Dense Wavelength Division Multiplexing (DWDM), and Coarse Wavelength Division Multiplexing (CWDM) are techniques for increasing the bandwidth of optical network communications. CWDM allows for eighteen different data signals to be transmitted simultaneously over a pair of fibers. DWDM allows many (e.g., dozens) of different data signals to be transmitted simultaneously over a pair of fibers. To keep the signals distinct, CWDM/DWDM manipulates wavelengths of light to keep each signal within its own narrow band. Depending upon the application, CWDM/DWDM is a generally more cost-effective alternative to Time Division Multiplexing (TDM).

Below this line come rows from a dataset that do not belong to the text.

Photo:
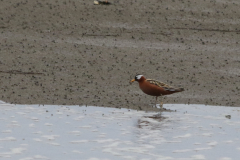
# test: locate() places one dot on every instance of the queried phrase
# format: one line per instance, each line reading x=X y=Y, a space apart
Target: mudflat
x=77 y=53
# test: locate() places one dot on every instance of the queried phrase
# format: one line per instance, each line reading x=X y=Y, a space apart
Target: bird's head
x=137 y=78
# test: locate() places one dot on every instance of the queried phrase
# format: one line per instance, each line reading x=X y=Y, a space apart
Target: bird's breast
x=151 y=89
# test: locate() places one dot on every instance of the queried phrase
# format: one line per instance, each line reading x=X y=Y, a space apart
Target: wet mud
x=77 y=53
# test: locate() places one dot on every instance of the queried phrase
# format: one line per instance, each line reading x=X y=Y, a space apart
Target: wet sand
x=77 y=53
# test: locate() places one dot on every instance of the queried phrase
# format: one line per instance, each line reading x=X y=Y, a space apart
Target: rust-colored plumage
x=154 y=87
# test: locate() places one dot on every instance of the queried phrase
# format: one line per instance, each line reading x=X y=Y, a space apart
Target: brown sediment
x=78 y=53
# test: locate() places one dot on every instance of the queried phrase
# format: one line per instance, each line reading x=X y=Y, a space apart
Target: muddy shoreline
x=77 y=53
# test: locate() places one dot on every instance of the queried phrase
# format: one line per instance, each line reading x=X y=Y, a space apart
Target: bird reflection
x=152 y=122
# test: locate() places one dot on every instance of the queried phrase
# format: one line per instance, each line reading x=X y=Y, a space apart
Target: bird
x=155 y=88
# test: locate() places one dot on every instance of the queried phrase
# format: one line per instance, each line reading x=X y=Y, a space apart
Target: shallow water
x=79 y=132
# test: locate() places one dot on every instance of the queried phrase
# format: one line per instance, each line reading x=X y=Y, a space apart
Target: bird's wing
x=161 y=84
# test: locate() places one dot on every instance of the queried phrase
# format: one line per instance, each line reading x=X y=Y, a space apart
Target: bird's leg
x=161 y=105
x=156 y=102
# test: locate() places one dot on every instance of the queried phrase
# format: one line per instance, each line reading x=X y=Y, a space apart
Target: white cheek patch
x=139 y=76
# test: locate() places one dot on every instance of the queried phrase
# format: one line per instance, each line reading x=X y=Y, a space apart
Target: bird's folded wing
x=161 y=84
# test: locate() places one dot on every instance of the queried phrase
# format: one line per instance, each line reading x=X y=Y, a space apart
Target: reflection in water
x=152 y=121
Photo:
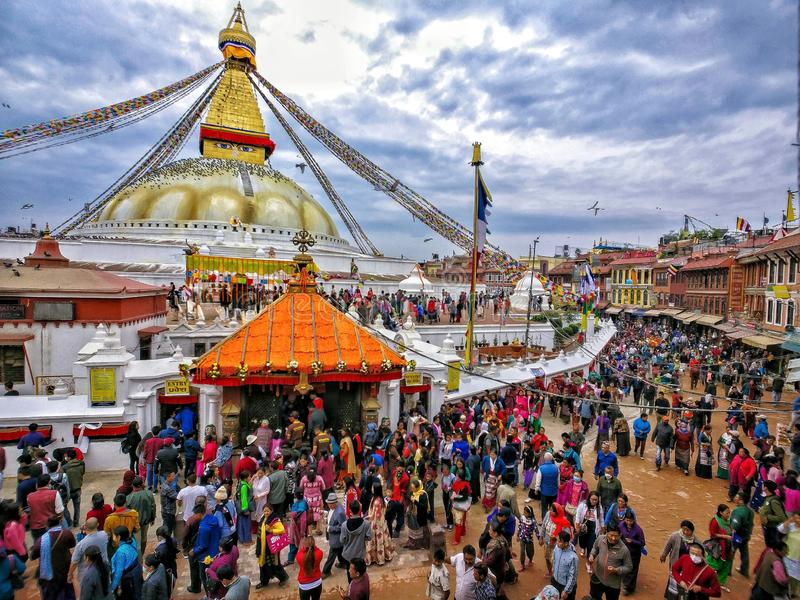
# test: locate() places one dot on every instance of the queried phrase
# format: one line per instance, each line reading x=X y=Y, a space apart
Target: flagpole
x=473 y=280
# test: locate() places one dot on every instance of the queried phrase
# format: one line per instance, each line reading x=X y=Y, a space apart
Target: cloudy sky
x=653 y=109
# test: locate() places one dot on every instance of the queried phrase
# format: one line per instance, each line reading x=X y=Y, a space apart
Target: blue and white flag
x=484 y=202
x=587 y=281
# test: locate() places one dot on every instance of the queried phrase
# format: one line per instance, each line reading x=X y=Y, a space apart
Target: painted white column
x=213 y=396
x=390 y=403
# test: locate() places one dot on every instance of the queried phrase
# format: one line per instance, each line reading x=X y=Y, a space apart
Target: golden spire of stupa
x=233 y=127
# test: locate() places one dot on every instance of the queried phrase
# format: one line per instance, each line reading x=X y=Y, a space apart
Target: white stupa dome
x=519 y=299
x=415 y=282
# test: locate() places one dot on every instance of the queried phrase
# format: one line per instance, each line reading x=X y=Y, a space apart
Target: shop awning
x=791 y=346
x=739 y=334
x=709 y=319
x=14 y=337
x=152 y=330
x=415 y=389
x=762 y=341
x=174 y=400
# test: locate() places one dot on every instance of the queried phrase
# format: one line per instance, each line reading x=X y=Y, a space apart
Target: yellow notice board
x=176 y=387
x=102 y=386
x=413 y=378
x=453 y=375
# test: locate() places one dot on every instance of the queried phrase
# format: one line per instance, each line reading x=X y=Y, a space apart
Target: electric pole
x=531 y=260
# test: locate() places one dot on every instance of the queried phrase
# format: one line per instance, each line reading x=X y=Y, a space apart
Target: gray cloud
x=678 y=105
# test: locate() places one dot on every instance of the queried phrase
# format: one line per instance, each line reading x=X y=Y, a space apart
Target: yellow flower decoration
x=213 y=371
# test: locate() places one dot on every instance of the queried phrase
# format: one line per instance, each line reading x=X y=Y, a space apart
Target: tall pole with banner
x=473 y=279
x=532 y=260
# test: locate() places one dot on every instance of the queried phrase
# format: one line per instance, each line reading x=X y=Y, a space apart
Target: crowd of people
x=417 y=482
x=423 y=307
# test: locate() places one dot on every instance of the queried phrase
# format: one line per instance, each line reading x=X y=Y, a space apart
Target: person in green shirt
x=742 y=525
x=772 y=513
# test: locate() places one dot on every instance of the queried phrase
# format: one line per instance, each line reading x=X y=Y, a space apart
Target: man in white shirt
x=189 y=495
x=464 y=563
x=93 y=538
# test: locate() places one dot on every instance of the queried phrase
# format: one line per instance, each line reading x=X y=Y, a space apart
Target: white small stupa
x=524 y=287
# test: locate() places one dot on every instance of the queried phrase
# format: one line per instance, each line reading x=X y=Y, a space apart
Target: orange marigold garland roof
x=301 y=332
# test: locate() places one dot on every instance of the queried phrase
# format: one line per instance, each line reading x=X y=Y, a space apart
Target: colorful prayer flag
x=742 y=225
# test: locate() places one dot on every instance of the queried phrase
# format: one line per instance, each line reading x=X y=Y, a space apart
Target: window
x=12 y=364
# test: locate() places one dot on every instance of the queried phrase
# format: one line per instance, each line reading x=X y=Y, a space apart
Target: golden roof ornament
x=304 y=277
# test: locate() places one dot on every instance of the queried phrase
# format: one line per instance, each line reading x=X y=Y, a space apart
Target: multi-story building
x=707 y=284
x=771 y=286
x=632 y=280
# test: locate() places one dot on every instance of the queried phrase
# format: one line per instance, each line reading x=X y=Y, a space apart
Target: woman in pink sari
x=380 y=549
x=209 y=454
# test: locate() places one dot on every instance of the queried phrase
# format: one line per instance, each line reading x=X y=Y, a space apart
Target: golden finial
x=303 y=240
x=476 y=154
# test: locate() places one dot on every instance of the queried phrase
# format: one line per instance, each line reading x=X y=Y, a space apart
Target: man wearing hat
x=246 y=462
x=762 y=428
x=336 y=518
x=224 y=512
x=295 y=431
x=264 y=439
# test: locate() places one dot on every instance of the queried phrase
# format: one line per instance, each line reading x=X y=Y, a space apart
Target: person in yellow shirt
x=122 y=515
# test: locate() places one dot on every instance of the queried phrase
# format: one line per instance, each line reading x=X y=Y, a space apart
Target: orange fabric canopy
x=299 y=333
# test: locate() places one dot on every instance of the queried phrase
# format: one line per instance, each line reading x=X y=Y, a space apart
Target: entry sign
x=102 y=387
x=176 y=387
x=453 y=375
x=413 y=378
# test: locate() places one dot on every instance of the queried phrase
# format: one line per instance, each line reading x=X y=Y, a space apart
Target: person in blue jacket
x=641 y=429
x=493 y=469
x=606 y=458
x=547 y=482
x=762 y=429
x=206 y=546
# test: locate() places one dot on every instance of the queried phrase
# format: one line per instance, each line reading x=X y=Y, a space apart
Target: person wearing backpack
x=245 y=503
x=771 y=514
x=60 y=483
x=74 y=469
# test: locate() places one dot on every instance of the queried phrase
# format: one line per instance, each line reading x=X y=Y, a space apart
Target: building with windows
x=707 y=282
x=771 y=283
x=632 y=280
x=49 y=308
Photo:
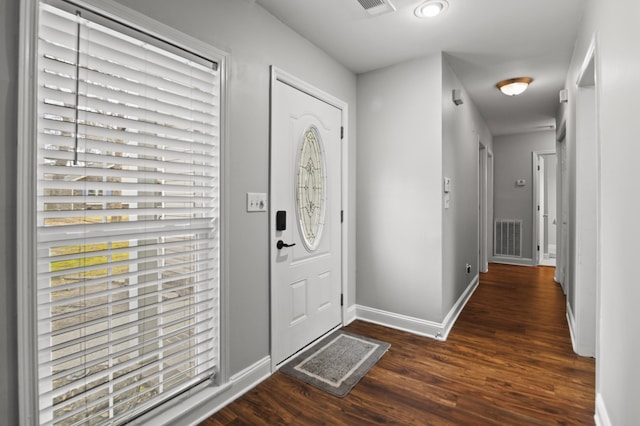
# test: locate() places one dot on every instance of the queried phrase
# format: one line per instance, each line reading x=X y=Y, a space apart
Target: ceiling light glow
x=431 y=8
x=514 y=86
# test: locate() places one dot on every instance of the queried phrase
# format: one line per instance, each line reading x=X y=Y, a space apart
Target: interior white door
x=305 y=219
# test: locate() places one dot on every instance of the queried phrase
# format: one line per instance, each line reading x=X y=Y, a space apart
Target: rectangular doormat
x=336 y=363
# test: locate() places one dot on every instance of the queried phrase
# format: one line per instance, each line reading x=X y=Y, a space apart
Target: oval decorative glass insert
x=311 y=188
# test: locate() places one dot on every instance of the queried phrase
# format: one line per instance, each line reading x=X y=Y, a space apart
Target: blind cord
x=75 y=150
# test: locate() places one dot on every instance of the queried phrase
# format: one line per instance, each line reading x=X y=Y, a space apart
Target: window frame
x=26 y=188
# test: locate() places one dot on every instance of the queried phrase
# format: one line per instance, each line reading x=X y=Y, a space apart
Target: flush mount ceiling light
x=431 y=8
x=514 y=86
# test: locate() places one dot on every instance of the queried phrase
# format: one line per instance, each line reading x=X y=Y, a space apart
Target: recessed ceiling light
x=431 y=8
x=514 y=86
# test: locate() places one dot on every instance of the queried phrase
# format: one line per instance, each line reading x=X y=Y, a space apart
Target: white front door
x=305 y=222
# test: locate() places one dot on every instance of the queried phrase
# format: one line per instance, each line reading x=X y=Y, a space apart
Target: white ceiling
x=486 y=41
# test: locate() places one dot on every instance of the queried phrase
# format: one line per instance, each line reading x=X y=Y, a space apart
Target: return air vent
x=377 y=7
x=508 y=238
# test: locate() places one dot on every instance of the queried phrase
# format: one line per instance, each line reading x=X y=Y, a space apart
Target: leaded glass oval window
x=311 y=188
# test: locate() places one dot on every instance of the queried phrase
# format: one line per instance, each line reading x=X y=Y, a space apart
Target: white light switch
x=447 y=185
x=256 y=202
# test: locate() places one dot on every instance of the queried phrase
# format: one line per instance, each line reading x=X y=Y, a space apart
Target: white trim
x=125 y=15
x=537 y=214
x=351 y=315
x=278 y=74
x=435 y=330
x=520 y=261
x=602 y=416
x=455 y=311
x=200 y=404
x=400 y=322
x=571 y=321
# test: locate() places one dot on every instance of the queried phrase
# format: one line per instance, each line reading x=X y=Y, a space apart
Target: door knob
x=280 y=244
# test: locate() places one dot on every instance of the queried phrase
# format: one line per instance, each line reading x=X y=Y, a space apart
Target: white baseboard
x=455 y=311
x=350 y=315
x=571 y=321
x=579 y=347
x=421 y=327
x=519 y=261
x=601 y=417
x=201 y=403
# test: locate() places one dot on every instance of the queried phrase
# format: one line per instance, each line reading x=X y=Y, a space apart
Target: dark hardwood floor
x=507 y=361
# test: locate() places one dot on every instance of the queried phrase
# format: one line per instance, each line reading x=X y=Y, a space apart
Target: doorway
x=306 y=215
x=545 y=166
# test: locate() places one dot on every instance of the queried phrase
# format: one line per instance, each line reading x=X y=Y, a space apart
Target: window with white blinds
x=127 y=221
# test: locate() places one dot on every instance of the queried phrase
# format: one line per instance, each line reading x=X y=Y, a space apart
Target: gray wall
x=514 y=160
x=412 y=252
x=9 y=12
x=617 y=366
x=399 y=245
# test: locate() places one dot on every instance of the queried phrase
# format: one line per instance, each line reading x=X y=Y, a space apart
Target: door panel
x=306 y=183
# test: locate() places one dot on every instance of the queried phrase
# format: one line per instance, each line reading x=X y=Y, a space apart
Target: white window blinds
x=127 y=222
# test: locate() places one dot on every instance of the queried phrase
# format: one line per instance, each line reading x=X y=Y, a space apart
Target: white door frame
x=282 y=76
x=538 y=179
x=483 y=202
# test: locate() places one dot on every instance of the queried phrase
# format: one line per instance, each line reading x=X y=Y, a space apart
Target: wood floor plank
x=507 y=361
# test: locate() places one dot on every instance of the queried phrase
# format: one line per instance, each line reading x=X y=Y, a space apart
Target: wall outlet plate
x=256 y=202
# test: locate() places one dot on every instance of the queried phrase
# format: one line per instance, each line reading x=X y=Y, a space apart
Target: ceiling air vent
x=377 y=7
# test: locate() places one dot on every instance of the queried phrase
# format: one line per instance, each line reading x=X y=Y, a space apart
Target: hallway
x=507 y=361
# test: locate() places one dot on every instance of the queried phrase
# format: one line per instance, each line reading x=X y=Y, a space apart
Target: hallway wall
x=9 y=18
x=615 y=27
x=514 y=160
x=412 y=251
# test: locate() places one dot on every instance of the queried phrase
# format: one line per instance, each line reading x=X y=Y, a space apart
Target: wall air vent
x=377 y=7
x=508 y=238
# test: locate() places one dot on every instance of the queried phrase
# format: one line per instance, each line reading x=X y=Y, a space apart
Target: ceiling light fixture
x=514 y=86
x=431 y=8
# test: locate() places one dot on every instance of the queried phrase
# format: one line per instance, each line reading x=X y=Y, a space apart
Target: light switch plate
x=256 y=202
x=447 y=185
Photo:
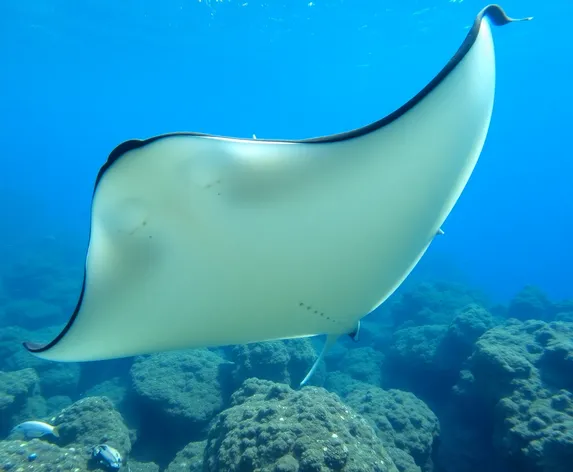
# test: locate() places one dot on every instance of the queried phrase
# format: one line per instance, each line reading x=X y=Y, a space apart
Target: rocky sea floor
x=440 y=381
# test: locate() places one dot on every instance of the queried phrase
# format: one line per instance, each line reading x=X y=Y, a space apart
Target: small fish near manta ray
x=199 y=240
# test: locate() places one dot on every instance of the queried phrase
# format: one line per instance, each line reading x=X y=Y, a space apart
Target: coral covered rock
x=92 y=421
x=180 y=388
x=285 y=361
x=271 y=427
x=401 y=420
x=521 y=373
x=15 y=390
x=189 y=459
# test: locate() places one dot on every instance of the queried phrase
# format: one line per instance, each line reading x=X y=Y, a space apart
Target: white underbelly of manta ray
x=203 y=240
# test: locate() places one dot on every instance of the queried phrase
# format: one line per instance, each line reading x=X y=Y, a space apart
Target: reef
x=440 y=380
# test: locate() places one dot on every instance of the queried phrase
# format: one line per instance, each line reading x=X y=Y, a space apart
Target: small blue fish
x=36 y=429
x=107 y=455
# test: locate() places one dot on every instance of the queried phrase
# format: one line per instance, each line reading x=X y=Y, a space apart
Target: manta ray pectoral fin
x=330 y=341
x=199 y=240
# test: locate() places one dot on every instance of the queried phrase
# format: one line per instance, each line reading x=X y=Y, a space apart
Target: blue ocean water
x=78 y=78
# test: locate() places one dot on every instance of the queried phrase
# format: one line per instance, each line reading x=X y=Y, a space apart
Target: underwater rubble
x=441 y=380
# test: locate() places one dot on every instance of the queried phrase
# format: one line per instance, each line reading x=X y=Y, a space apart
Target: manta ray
x=200 y=240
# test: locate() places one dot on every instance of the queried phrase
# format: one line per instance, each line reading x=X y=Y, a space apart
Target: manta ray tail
x=330 y=341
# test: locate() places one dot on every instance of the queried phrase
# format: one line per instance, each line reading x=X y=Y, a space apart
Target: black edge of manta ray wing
x=498 y=17
x=494 y=12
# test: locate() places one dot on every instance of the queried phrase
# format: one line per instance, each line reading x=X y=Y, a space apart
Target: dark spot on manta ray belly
x=315 y=311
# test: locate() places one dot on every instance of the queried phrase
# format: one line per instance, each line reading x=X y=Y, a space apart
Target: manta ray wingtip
x=498 y=16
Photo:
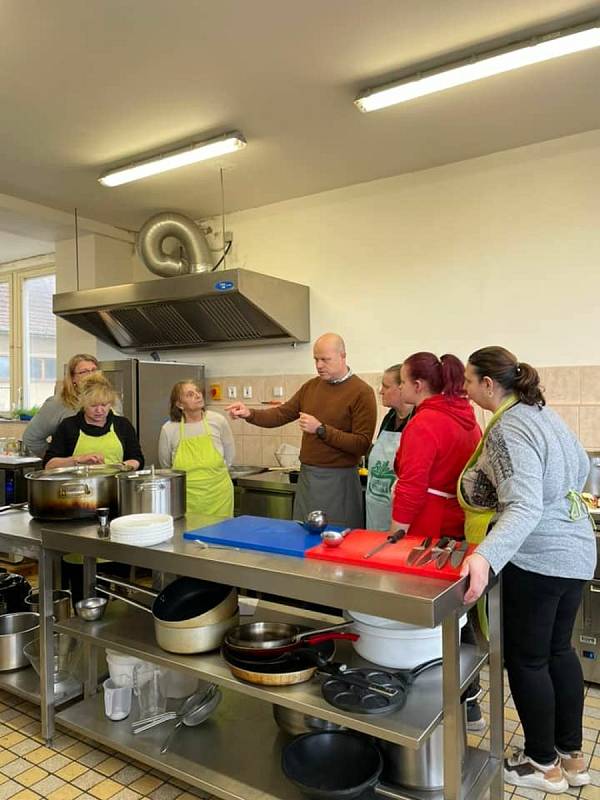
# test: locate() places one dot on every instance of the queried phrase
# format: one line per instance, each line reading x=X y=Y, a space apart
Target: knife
x=442 y=559
x=459 y=553
x=419 y=550
x=391 y=539
x=435 y=551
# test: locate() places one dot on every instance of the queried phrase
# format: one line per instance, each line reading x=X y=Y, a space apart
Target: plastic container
x=389 y=643
x=121 y=666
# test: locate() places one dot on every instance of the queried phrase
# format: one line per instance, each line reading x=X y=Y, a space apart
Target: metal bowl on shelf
x=91 y=608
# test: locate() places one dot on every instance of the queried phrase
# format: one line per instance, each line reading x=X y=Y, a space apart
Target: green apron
x=209 y=487
x=110 y=446
x=478 y=518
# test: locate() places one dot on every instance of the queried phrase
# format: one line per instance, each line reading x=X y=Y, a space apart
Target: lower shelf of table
x=25 y=683
x=235 y=755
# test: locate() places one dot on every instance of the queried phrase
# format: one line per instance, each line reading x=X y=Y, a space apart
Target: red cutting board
x=392 y=557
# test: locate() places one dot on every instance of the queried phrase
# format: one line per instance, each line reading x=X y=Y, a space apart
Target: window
x=27 y=336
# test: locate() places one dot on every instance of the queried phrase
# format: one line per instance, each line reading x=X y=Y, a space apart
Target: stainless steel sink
x=242 y=471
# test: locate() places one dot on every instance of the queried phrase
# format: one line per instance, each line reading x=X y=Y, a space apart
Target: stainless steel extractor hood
x=204 y=309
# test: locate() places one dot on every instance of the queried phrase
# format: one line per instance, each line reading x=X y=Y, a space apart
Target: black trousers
x=544 y=672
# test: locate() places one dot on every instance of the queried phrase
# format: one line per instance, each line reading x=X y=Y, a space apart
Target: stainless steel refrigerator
x=144 y=388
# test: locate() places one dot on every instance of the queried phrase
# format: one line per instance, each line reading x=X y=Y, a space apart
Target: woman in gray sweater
x=527 y=476
x=57 y=408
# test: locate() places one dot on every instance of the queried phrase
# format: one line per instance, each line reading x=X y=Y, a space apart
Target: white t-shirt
x=218 y=428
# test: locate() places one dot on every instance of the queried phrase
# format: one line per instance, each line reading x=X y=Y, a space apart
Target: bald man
x=337 y=412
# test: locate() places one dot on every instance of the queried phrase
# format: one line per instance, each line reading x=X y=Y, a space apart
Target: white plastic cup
x=117 y=700
x=148 y=690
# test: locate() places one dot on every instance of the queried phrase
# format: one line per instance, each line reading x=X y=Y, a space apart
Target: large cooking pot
x=152 y=491
x=423 y=768
x=190 y=615
x=16 y=631
x=72 y=492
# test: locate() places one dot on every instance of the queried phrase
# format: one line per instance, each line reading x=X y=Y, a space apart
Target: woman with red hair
x=435 y=446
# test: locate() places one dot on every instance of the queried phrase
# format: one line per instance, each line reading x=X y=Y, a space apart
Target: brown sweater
x=348 y=410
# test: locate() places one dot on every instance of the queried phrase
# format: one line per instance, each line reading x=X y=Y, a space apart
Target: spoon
x=334 y=538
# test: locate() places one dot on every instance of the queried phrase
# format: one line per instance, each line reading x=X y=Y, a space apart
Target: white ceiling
x=88 y=85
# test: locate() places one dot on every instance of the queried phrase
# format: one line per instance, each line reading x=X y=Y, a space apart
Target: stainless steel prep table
x=419 y=601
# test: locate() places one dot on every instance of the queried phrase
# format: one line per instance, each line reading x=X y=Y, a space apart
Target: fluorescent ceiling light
x=199 y=151
x=533 y=52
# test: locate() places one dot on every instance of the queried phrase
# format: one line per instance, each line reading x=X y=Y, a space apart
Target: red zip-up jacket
x=434 y=448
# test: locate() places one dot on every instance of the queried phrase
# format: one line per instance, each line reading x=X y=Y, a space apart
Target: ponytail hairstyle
x=514 y=376
x=444 y=375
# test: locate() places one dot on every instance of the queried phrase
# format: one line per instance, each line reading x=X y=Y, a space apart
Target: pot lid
x=75 y=473
x=150 y=474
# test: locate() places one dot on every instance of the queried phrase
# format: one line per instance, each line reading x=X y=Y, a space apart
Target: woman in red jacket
x=435 y=446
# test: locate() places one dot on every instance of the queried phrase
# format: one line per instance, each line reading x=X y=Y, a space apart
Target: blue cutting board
x=261 y=533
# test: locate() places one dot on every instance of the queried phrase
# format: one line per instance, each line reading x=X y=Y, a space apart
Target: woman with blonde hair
x=58 y=407
x=200 y=443
x=95 y=435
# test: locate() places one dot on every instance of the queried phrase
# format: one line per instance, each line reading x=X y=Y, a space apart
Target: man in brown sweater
x=337 y=412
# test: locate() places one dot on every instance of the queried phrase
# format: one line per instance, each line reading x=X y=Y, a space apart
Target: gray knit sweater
x=529 y=463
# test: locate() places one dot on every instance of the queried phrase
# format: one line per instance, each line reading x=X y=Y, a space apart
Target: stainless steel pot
x=61 y=603
x=423 y=768
x=72 y=492
x=154 y=491
x=16 y=631
x=295 y=723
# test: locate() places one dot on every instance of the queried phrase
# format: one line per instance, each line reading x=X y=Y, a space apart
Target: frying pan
x=267 y=639
x=284 y=671
x=187 y=602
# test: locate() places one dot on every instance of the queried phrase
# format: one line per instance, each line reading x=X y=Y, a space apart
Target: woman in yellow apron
x=527 y=475
x=93 y=436
x=200 y=443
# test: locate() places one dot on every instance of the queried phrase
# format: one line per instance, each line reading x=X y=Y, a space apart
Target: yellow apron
x=109 y=446
x=112 y=449
x=209 y=487
x=478 y=518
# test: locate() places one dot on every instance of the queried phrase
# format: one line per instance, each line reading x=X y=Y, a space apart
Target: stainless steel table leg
x=496 y=692
x=90 y=660
x=452 y=710
x=45 y=568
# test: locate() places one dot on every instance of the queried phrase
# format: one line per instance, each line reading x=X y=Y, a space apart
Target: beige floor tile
x=105 y=789
x=66 y=792
x=72 y=771
x=145 y=785
x=31 y=776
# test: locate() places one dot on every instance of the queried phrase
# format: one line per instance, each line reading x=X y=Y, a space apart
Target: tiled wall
x=574 y=392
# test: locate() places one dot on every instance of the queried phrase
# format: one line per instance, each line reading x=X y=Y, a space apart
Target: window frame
x=16 y=276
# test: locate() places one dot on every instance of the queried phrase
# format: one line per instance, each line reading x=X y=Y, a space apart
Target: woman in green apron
x=526 y=478
x=200 y=443
x=93 y=436
x=382 y=477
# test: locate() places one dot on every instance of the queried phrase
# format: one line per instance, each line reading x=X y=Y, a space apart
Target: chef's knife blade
x=391 y=539
x=443 y=557
x=418 y=550
x=459 y=553
x=435 y=551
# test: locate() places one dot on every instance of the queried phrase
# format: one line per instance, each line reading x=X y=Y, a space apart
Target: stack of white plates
x=142 y=530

CWDM and DWDM Pluggable Transceivers are typically provided at relatively higher cost, and longer lead time product. This is due to the nature of the product itself: typical CWDM hot-swappable, pluggable transceivers are offered in a total of 18 different standardized channels used for various applications. Similarly, ‘fixed channel’ DWDM hot-swappable, pluggable transceivers are offered in no less than 40 different channels (e.g., as specified by the 100 GHz channel spacing standardized by the ITU), and different organizations and different switch and router manufacturers have a variety of needs for groups of these channels. Because of the continued need for higher bandwidth connectivity for the generalized ‘service provider’ market, coupled with a general scarcity of fiber availability (or the need for conservation of fiber plant due to new mandates by the construction arms of these providers), the market finds itself in a position where multiplexing solutions (CWDM and DWDM) are an attractive methodology for maximizing the fiber infrastructure with minimal operational impact, requiring only incremental capital expenditure.
The situation—as it stands today—is summarized as follows: different end users have different channel requirements, planning schema, and rollout procedures that do not synchronize with the typical lead times for these pluggable optics. That lead time is typically 8 to 12 weeks, if not longer. This lead time can often push out revenue for the end user (service provider) or cause loss of contractual business due to inability to bring up services in a timely—or more competitive—manner.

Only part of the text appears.